# Mass Orchid Society Show



## Greenpaph (Oct 18, 2006)

I will be going to the Oct 27th (Friday) Preview party.

Anyone else going?


----------



## Heather (Oct 18, 2006)

I'm going. 
Planning on being there Thursday and Friday all day...


----------



## Marco (Oct 18, 2006)

take pictures for all of us please


----------



## Heather (Oct 18, 2006)

Of course! 
I wish I knew what the deal was w/ the NHOS display tho...I've emailed, and am supposed to be helping, but no word back...


----------



## Greenpaph (Oct 18, 2006)

Hi Heather,

I will be on the lookout for you. I look forward to meeting you! I will be with Victor DeRosa that night.

Sincerely


----------



## Gideon (Oct 18, 2006)

Wish I could, take lots of pics please


----------



## Heather (Oct 18, 2006)

Hey, Just a reminder that pre-registration ends tonight at midnight! 
Get those plants registered!! 

(I'm hoping if I register mine, it will actually bloom in time but I doubt it!!)


----------



## Heather (Oct 19, 2006)

Who's on the vendor list??


----------



## likespaphs (Oct 21, 2006)

ummm...i forget who's on the vendor list.
i'll be there, though...


----------



## Heather (Oct 21, 2006)

likespaphs said:


> ummm...i forget who's on the vendor list.
> i'll be there, though...



Hey! I was counting on you!


----------



## likespaphs (Oct 21, 2006)

what? you think i'm vp or something?...oh, wait a minute, i am....


----------



## Heather (Oct 21, 2006)

likespaphs said:


> what? you think i'm vp or something?...oh, wait a minute, i am....

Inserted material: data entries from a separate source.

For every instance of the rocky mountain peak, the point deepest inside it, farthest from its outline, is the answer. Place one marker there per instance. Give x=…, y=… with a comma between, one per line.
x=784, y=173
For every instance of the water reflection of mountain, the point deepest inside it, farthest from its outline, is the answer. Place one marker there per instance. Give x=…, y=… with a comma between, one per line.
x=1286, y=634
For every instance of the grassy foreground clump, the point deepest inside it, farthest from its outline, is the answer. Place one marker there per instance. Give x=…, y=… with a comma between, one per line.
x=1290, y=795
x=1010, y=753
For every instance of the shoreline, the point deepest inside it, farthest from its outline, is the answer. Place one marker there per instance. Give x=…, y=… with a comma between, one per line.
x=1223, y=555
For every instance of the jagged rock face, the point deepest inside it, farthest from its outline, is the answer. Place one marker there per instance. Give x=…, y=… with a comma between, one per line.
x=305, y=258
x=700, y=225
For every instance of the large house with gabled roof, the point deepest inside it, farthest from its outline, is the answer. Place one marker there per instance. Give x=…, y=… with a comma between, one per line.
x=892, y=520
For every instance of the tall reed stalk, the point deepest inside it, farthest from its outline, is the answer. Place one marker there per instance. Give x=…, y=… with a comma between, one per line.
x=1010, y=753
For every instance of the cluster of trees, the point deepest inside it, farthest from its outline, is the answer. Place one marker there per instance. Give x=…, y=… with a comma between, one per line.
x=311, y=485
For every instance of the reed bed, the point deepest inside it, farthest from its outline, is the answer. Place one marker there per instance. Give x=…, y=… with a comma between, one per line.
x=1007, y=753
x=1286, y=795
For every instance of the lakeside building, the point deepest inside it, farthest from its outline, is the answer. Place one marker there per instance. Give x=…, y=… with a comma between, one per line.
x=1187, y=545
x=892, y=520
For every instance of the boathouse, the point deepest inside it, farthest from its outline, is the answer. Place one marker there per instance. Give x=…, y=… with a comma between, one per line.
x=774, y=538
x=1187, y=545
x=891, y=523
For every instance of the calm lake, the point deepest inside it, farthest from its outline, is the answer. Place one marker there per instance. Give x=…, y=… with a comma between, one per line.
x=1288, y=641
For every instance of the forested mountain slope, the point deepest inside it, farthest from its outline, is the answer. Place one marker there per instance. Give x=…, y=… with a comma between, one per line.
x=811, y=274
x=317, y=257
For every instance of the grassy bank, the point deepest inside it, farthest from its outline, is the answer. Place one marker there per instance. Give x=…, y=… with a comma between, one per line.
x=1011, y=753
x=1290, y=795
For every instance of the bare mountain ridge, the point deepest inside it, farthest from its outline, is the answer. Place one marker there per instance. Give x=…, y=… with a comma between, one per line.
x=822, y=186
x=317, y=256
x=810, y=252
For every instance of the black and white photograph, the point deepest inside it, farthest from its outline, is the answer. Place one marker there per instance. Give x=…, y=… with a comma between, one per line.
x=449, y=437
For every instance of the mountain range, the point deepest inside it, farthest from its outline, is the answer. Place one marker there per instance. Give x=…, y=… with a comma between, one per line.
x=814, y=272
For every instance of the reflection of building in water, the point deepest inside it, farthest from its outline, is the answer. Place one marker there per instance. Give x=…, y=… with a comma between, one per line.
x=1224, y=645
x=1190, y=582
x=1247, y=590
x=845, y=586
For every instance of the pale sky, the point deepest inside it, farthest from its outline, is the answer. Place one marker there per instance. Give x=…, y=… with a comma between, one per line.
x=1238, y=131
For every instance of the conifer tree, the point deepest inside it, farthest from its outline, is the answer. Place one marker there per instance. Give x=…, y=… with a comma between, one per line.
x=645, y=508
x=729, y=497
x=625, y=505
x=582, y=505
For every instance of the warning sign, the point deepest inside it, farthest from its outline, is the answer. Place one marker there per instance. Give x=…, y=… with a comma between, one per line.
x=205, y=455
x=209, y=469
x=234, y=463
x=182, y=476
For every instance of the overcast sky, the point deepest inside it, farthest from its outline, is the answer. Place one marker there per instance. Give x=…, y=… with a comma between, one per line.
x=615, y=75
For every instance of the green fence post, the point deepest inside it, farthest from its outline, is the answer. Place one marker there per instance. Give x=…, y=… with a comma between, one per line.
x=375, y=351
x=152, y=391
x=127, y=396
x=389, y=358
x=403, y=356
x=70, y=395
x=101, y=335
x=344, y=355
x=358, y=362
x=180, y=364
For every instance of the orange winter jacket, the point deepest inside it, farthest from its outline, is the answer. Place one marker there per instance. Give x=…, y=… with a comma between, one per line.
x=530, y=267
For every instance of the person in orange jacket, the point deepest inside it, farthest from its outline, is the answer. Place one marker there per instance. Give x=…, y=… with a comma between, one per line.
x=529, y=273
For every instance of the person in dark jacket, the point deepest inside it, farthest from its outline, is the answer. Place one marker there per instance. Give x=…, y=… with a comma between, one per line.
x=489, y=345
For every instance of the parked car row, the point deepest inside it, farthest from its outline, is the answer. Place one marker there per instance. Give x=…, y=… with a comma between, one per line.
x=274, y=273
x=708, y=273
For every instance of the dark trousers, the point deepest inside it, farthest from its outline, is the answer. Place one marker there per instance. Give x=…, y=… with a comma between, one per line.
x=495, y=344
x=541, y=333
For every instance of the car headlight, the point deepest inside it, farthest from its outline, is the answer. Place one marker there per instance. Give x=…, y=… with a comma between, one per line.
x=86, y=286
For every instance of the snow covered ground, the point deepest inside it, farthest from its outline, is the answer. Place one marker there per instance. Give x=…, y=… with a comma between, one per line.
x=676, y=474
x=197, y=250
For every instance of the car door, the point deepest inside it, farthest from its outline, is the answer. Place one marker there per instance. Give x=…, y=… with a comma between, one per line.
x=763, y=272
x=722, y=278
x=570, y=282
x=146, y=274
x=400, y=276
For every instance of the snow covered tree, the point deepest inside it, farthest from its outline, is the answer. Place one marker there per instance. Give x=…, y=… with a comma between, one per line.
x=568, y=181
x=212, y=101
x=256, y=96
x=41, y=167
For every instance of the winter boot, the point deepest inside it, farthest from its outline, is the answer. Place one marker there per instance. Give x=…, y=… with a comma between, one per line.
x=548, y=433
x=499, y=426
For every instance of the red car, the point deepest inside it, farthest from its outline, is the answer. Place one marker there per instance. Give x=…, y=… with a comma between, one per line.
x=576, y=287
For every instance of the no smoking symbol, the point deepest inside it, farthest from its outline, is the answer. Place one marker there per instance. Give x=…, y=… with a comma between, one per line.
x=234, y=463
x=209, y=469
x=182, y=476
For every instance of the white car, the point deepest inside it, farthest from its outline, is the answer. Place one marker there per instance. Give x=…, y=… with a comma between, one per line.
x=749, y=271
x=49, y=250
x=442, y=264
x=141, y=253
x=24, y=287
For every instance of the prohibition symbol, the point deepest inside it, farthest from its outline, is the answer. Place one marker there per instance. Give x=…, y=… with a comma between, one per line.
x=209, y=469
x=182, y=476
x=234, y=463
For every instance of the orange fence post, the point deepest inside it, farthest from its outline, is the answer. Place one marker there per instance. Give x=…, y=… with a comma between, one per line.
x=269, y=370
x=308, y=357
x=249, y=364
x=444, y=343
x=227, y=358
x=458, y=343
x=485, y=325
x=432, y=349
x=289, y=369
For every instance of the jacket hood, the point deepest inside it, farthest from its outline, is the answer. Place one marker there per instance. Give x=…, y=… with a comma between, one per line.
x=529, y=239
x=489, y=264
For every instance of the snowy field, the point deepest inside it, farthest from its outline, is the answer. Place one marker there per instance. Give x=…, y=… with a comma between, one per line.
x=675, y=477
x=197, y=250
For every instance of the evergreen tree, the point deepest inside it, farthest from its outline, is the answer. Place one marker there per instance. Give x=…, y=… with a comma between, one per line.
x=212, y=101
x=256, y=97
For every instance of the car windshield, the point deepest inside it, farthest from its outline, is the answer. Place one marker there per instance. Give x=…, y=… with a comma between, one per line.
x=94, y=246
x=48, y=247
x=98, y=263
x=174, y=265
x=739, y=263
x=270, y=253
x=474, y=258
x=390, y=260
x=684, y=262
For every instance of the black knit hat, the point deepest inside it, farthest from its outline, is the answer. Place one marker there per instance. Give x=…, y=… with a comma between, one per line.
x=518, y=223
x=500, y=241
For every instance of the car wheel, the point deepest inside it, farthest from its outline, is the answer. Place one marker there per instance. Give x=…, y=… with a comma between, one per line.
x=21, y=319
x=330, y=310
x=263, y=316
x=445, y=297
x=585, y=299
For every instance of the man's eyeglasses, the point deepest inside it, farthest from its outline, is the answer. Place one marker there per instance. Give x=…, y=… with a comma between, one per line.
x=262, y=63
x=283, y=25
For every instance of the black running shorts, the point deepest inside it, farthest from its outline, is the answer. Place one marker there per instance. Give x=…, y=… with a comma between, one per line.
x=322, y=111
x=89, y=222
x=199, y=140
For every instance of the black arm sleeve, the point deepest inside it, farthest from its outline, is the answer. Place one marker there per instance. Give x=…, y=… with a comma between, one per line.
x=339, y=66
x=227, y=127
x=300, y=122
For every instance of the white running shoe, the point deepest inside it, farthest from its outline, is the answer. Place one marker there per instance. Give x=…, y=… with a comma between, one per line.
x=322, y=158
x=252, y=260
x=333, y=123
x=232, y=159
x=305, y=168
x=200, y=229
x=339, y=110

I think you are all-knowing, and holding out on me due to my position on the slipper clerking team. oke:


----------



## likespaphs (Oct 21, 2006)

you made it?!!
jerk... i mean, i jerked when i read that....


----------



## Heather (Oct 21, 2006)

I dunno for sure yet...I'm just messin' with ya!


----------



## likespaphs (Oct 21, 2006)

Heather said:


> ...I'm just messin' with ya!



ditto, but you better watch yer step...
:viking:


----------



## likespaphs (Oct 23, 2006)

okay, here it is, the vendor list:

Mountain Orchids
RR#1, Box 390
ATTN: Darrin Norton
Ludlow, VT 05149
[email protected]

A & P Orchids
110 Peters Road
ATTN: Nick Mancieri
Swansea, MA 02777
[email protected]

Brennan’s Orchids
PO Box 587
ATTN: Patrick Brennan
Mt. Jackson, VA 22842
[email protected]

Wickford Orchids
8 Brown Street
ATTN: Mike Sheridan
Wickford, RI 02852
[email protected]

J & L Orchids
20 Sherwood Road
ATTN: Cordelia Head
Easton, CT 06612
[email protected]

Marlow’s Orchids
2272 Scottsville Road
ATTN: Jim Marlow
Scottsville, NY 14546
[email protected]

Kinderwassa Acres Orchids
103 Tsatsawassa Lake Road
Attn: Kim Metzler
East Nassau, New York 12062
[email protected]

Carri Raven-Riemann
the orchidPhile
182 Guinea Road
Stamford, CT 06903
[email protected]

Kelley’s Korner Orchid Supplies
24 Pocahontas Road
ATTN: Ulla & Jan Jurrissen
Kittery Point, ME 03905
[email protected]

Main Street Orchids
222 Blue School Rd
Attn: Michael & Sharon Kauffman
Perkasie, PA 18944
[email protected]

Mystic Mountain Orchids
20 Creeper Hill Road
ATTN: Mark Van Dyke
North Grafton, Ma 01536-1402
[email protected]

Robert Hesse *
6 Sargent Road
Winchester, Ma 01890-3422
[email protected]

Andre Godbout *
277 Terrill
Sherbrooke, Quebec
Canada J1E1L3
[email protected]

Jai Kelly *
16 Albemarle Rd
Newton, Ma 02460
[email protected]

* = arts and crafts


----------



## kentuckiense (Oct 23, 2006)

Brennan's Orchids is my local grower here in the middle of nowhere. They're nice people!


----------



## Heather (Oct 24, 2006)

What happened? I thought Gypsy Glen was going to be there?


----------



## aquacorps (Oct 24, 2006)

He will be keeping Ron out of trouble in Peru.


----------



## Heather (Oct 24, 2006)

aquacorps said:


> He will be keeping Ron out of trouble in Peru.


Glen Decker, yes, but I thought Dennis D'alessandroi was doing the MA show this year. Did I dream that?


----------



## Marco (Oct 24, 2006)

yup along with orlando bloom


----------



## Heather (Oct 24, 2006)

I have not dreamt of Orlando in days....weeks maybe even.


----------



## Heather (Oct 26, 2006)

Well, we had a nice time today setting up for the MOS show. This is the first time I've worked on a display for the NHOS (or anyone for that matter). It was a good experience, but I realize how rough people are with plants that aren't theirs! 

We had so many large specimen plants that I thought the smaller plants and species got a bit lost. Still...here's a photo of our display. 







I am at my mom's and having connectivity issues, so will have to wait to post more photos until later. Other displays looked great, especially J&L's and A&P had some great plants, including a bunch of 'The Queen'. 

Tomorrow's clerking, which I'm looking forward to. Hopefully everyone who wishes will get on the slipper team...otherwise, Brian and I are going to fight for it. oke:


----------



## SlipperFan (Oct 26, 2006)

Nice display. Someone did a lot of work putting it together.


----------